Edito : La parabole des talents

Les entreprises japonaises continuent d'amasser du capital. Selon la Banque du Japon, leur épargne a atteint en 2013 le montant astronomique de 232.000 milliards de yens, ou 1675 milliards d'euros. Ce montant a augmenté de 75% depuis 2007, un an avant le « choc Lehman ».

Cette tendance est visible partout dans le monde en réalité. Les bénéfices des entreprises augmentent, mais leurs investissements stagnent depuis quarante ans. Elles veulent se protéger des aléas de la conjoncture, et un solide matelas financier, un endettement limité sont d'excellentes assurances-vie en temps de crise.
Quand les entreprises distribuent des profits, elles privilégient de plus en plus souvent l'actionnaire au détriment de la recherche-développement et des salariés. Quand elles investissent, c'est dans des biens d'équipement de plus en plus sophistiqués, ce qui réduit encore l'offre d'emplois, donc les salaires. Le monde va désormais si vite que même les plus grands innovateurs de Corporate America (Apple, Microsoft, Google, Cisco, Pfizer...) ont amassé d'énormes trésors de guerre qu'ils semblent incapables de dépenser.

Cette tendance à épargner est exacerbée au Japon. Elle reflète la crise de liquidités dans laquelle se sont trouvées les entreprises japonaises lorsque la Bulle spéculative et immobilière s'est dégonflée au début des années 90. Surendettées, elles ont, sous l'œil sourcilleux des banques, reconstitué leur santé financière. Pendant ce travail d'assainissement, l'État a tenté de soutenir l'activité, prenant sur ses épaules la charge de la dette jadis portée par le secteur privé. Au niveau de la nation, du « collectif », ce transfert de dette a au moins assuré le maintien du plein-emploi dans l'Archipel, même dans les heures les plus sombres du choc Lehman et de la catastrophe de Fukushima.

Mais en conservant leur « cash » de manière disproportionnée, les entreprises se comportent à l'image de paysans qui laisseraient leur terre en friche. Elles sont comme ce serviteur dans la parabole biblique des « talents » à qui le maître a donné une pièce d'or, et qui l'enterre plutôt que de la placer à la banque.
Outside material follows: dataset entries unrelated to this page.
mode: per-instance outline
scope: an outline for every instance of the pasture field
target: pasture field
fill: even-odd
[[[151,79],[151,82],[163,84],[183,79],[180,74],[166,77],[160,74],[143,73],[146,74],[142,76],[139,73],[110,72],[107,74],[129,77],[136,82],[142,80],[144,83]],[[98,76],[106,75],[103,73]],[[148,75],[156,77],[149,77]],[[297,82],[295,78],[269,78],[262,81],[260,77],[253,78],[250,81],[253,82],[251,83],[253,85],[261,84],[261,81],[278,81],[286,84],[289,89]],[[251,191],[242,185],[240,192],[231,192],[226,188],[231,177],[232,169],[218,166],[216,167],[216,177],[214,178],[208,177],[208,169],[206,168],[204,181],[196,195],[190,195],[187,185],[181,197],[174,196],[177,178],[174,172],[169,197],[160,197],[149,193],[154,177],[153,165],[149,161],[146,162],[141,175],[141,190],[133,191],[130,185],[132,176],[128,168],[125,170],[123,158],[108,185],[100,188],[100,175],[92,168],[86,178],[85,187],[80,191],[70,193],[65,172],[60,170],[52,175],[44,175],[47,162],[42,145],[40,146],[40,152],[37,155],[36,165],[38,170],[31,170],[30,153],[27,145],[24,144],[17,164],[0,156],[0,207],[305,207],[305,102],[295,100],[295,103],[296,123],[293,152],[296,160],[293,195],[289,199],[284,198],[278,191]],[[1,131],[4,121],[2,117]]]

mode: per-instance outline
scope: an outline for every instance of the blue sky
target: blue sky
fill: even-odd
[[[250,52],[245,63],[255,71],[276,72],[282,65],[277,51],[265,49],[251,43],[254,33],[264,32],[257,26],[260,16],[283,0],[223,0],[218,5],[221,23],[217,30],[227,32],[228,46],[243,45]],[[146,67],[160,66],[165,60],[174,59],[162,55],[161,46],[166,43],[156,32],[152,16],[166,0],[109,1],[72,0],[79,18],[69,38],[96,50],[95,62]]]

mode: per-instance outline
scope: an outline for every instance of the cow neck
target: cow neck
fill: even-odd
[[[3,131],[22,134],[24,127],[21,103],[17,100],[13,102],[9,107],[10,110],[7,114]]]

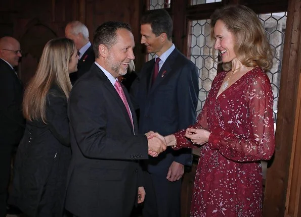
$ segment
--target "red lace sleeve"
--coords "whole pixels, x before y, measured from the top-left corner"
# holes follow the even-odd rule
[[[249,106],[247,132],[243,135],[235,136],[216,126],[211,130],[208,145],[219,149],[222,154],[233,160],[268,159],[275,149],[275,136],[273,92],[265,74],[254,78],[245,92],[244,98]]]
[[[194,125],[190,126],[188,127],[193,127],[196,129],[206,129],[208,128],[208,123],[207,123],[207,100],[206,100],[202,111],[200,113],[197,118],[197,122]],[[182,148],[199,148],[199,146],[196,146],[194,145],[191,141],[187,139],[185,137],[185,132],[186,129],[184,129],[174,133],[176,137],[176,144],[173,146],[173,148],[175,150],[180,149]]]

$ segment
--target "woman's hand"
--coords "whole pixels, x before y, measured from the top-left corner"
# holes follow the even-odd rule
[[[211,133],[203,129],[187,128],[185,136],[190,139],[193,144],[203,145],[208,142]]]

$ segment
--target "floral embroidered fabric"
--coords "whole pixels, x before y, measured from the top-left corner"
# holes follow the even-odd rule
[[[191,216],[261,216],[260,160],[274,153],[273,95],[269,78],[260,68],[248,72],[219,96],[227,73],[217,75],[193,126],[211,132],[201,147]],[[175,134],[175,149],[196,147]]]

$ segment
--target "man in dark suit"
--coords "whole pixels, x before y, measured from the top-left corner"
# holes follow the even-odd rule
[[[195,122],[198,73],[173,43],[173,21],[165,10],[147,12],[141,24],[141,43],[156,55],[143,66],[133,92],[136,108],[140,108],[139,132],[165,136]],[[149,178],[145,179],[143,217],[180,216],[181,178],[184,165],[191,162],[190,150],[169,148],[146,161]]]
[[[24,130],[23,85],[14,69],[21,57],[19,41],[0,38],[0,217],[6,215],[12,153]]]
[[[77,71],[69,74],[71,83],[89,71],[95,60],[93,47],[89,41],[89,32],[87,26],[78,21],[70,22],[66,26],[65,35],[75,44],[79,57]]]
[[[128,217],[145,195],[138,160],[147,159],[149,150],[166,148],[161,140],[138,134],[130,96],[118,81],[135,59],[131,31],[113,22],[97,29],[96,62],[70,94],[72,156],[66,208],[77,216]]]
Ce cash n'est que l'illusion de la richesse, car c'est un capital qui ne travaille pas et qui, pire encore, entraîne des frais de gestion. Comme disait Sacha Guitry dans Le roman d'un tricheur : « l'homme qui ne dépense pas ses revenus brise la cadence de la vie en interrompant la circulation monétaire, il n'en a pas le droit ! » Pareil pour l'entreprise.

Au Japon, ce cash n'est rendu ni aux salariés sous forme de salaires, ni aux actionnaires sous forme de dividende. Il pourrait être l'aliment de la croissance que Shinzo Abe tente d'injecter dans l'économie japonaise. Mais, malgré ses exhortations, les entreprises se montrent de plus en plus prudentes : en deux ans, le montant de leur épargne a encore crû de 10%.

Cette colossale masse de dead money, comme disent les Américains, est, hélas, le signe d'une incapacité à envisager clairement l'avenir. Or la meilleure manière de se protéger des évolutions technologiques est de les faire soi-même, donc d'investir. Il y a un seul passé, mais il y a une infinité de futurs. Aux entrepreneurs d'inventer le prochain.